The electrician was the first one to spot Captain Tannenbaume. He immediately straightened up in his chair and cleared his throat. The others, the chief included, got the message that the captain had decided to join them. The chief made a show of staring at Captain Tannenbaume. Captain Tannenbaume knew why. The chief wanted the engineers to think coffee time was his show, that Captain Tannenbaume was a sort of interloper. Well, Captain Tannenbaume
could care less what the engineers, especially that little shit of an electrician, thought about him being there.

Then Captain Tannenbaume saw that Mitzi was there, tucked away on the davenport with a magazine, separate from the others. He guessed that the engineers were shunning her. He'd seen this before. It's what happened to every female crew member—the good-looking ones anyway. If she hooked up with one of the senior officers, either the chief or the captain, then even if they broke up, she was permanently off-limits to the rest of the crew. It was just an unwritten rule.

“Got tired of working on your desk, Cap?” The chief, as was his habit, looked at one of the other crew members when he said it.

Captain Tannenbaume would not take the bait. “As a mater of fact I have, Maggie.”

“Haven't seen you in a while,” the chief said.

Captain Tannenbaume pulled up a chair next to the chief. “Yeah, well, be that as it may, Maggie, I need to talk bunkers with you.”

“I was wondering when you were going to get around to that. We're stopping in Gibraltar I presume?”

“Well, that's what I want to talk about. I know we always stop in Gibraltar for fuel, but have you seen the price of the euro lately? I thought we might try to stretch the fuel. Wait ‘til we get to the States to take on bunkers. Pay with good old-fashioned green backs.”

“Look,” the chief said, looking directly at the electrician. “I don't know about foreign currencies and what makes the best sense money-wise. All I know is we need bunkers.”

“Well as captain I need to think about the dollars-and-cents of things, Maggie. I'm trying to do the smart thing here.”

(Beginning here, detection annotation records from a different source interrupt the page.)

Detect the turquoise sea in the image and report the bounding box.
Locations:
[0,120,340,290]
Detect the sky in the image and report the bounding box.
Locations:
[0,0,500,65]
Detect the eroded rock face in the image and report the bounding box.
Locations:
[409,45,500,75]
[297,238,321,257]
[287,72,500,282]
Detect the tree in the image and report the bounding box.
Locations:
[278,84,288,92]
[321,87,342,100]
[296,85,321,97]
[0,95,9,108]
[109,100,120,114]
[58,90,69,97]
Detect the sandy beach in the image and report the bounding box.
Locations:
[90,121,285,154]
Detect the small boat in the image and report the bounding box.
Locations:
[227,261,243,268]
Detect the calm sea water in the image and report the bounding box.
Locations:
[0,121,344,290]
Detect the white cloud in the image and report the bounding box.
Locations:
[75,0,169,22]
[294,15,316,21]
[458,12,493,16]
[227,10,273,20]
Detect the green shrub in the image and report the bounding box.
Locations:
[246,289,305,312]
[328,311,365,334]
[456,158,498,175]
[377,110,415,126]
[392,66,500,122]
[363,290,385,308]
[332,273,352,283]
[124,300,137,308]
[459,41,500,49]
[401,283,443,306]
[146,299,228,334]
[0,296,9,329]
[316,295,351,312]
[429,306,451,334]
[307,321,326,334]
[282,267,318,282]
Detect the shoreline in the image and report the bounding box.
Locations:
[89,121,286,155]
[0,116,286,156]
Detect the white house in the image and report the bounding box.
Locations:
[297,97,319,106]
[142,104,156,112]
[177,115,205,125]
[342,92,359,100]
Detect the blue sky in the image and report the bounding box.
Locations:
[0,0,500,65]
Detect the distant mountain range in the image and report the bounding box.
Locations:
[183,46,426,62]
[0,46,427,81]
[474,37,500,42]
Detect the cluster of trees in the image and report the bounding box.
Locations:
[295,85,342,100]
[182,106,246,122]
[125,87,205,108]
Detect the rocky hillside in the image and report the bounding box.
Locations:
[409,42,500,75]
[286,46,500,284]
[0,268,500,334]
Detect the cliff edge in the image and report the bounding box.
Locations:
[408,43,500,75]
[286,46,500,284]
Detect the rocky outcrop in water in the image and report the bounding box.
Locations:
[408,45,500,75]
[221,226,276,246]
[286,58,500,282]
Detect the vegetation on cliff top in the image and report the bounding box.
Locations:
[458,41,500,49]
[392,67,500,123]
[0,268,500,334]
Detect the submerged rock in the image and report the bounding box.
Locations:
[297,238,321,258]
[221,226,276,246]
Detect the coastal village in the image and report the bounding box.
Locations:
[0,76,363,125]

Captain Tannenbaume made the slightest move of his head to see if Mitzi was listening. He saw that she had put down the magazine she was reading. He didn't dare try to get a better look.

“Look,” Captain Tannenbaume said, “we always stop in Gibraltar for bunkers, just because that's what we always do. But other company ships stop in Algeciras. So I thought that if we did take on bunkers now, that maybe we'd
stop in Algeciras and buy bunkers from the same outfit. You know, get a better price that way.”

The chief looked at him uncomprehendingly.

“It's called leverage, Maggie.”

“Leverage?”

“Yeah, leverage.”

“I don't know about all that business stuff,” the chief said. “I'm an engineer. I know fuel burn. And I know we burn twenty tons a day and at that rate we'll need to take on bunkers in Gibraltar like we always do.” The engineers all nodded their heads.

Captain Tannenbaume hitched his pant leg up and leaned forward in his chair. He dared a glance Mitzi's way. He saw that she had her ear cocked in their direction.

“But, on the other hand, what if we pulled her back five or ten RPMs? We'd burn less fuel. And that way we wouldn't have to take on bunkers until we got to New York. That way we'd really save money by buying in dollars instead of euros.”

The chief leaned back and folded his arms tightly across his chest. “All I know is we always stop in Gibraltar. I don't see why we'd get a better price in Algeciras. And I sure as hell don't get why we'd be better off buying back home.” The chief tightened the grip he had on himself. “I guess I just don't understand currencies.”